Het was behoorlijk druk op weg naar Crianlarich, maar eens in de Glen Drochart werd het rustiger.  We reden tot Killin waar de Falls of the Drochart een toeristische trekpleister vormen.  De watermolen was in werking maar wij zochten onze toevlucht tot een gezellige pub waar het haardvuur brandde.  Het was buiten immers maar 15°C , de regen bleef wel uit.

 

 

 

The Falls of Drochart

Killin

 

 

12 miles verder lag onze volgende rustplaats : hotel Munro Inn te Strathyre.  In tegenstelling tot de vorige B&B’s werden we hier niet onmiddellijk verwacht.  De uitbater bladerde wat tussen verfrommelde, handgeschreven papieren, zuchtte en vond uiteindelijk een kamersleutel.  Had hij op dat ogenblik gezegd : “sorry, ik heb geen plaats meer”, wij hadden het geeneens erg gevonden, ook al was er een ruim aanbod aan whisky.  Dat was trouwens één van de redenen, naast de centrale ligging om hier te overnachten.  Maar ooit moet dit een prachtig gebouw zijn geweest, nu was het geheel onderkomen.  Het rook er muf en niet fris, de kamer was net zoals de uitbater, niet verzorgd en half afgewerkt.  Bagage uitgeladen, ons wat verfrist en dat wisten we toen al : hier blijven wij niet voor een avondmaal.  Gelukkig aan eetgelegenheden in de buurt geen gebrek.

 

In Lochearnhead, even verderop, vonden Highlandgames plaats.

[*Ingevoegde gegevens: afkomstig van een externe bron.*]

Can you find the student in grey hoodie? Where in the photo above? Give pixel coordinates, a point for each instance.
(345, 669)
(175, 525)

Dat wilden we graag even meemaken.  Maar toen we arriveerden waren de games jammer genoeg bijna over.  In een biertent stond een hoop drinkebroers, maar in de centrale piste vond nog een laatste proef plaats : gewicht werpen.  Over de rug moeten de deelnemers een groot gewicht gooien en dat over een lat die steeds hoger wordt gelegd.  Een echte afvallingsrace, vergelijkbaar met hoogspringen.  Uiteindelijk bleven 2 kandidaten over.  Telkens een stoere bink de dunne dwarslat in stukken gooide, riep de commentator : “Oh no, not again, we have already enough firewood”.  De winnaar gooide finaal over 16,4 feet , een enorme inspanning. 

Highland Games    

 

 

Dankzij een onbedachtzaam jurylid werd hier het mysterie over de kilt opgelost.  Wie vraagt zich niet af of een Schot hieronder al dan niet een kledingsstuk draagt.  De verbeelding van Martine sloeg op hol voor het onthullen van het grote geheim.  Welke veronderstellingen allemaal werden gemaakt laat ik hier veiligheidshalve in het midden.  Hopelijk spreekt de foto voor zich (wat een geluk dat we de telelens hadden meegenomen).

 

 

 

 

 

Onderweg vonden we een leuk restaurantje, ze schonken er Lomond Blond, een lokaal biologisch bier.  De soep was stevig : aardappelen en prei, de steakpie was ruim voldoende zodat we spijt hadden dat onze hond was thuisgebleven.  Toen we terug naar het hotel reden zagen we een wegwijzer naar Rob Roy’s Grave en onze interesse was meteen gewekt.  In het lieftallige dorpje Balquhidder ligt het graf van Rob Roy Mc Gregor, een legendarische stroper en strijder die in een clangevecht werd gedood.  Dit is pas pure Schotse vaderlandse geschiedenis.

 

Kerkje Balquhidder

Graf van Rob Roy

 

 

 

In het hotel toch nog even in de bar gezeten en aan de praat geraakt met Italiaanse gasten, verder nog wat gelezen en geschreven bij de whisky van de week : een Bowmore 12y, 2 pond voor 3,5 cl.  Daar kunt ge niet voor sukkelen.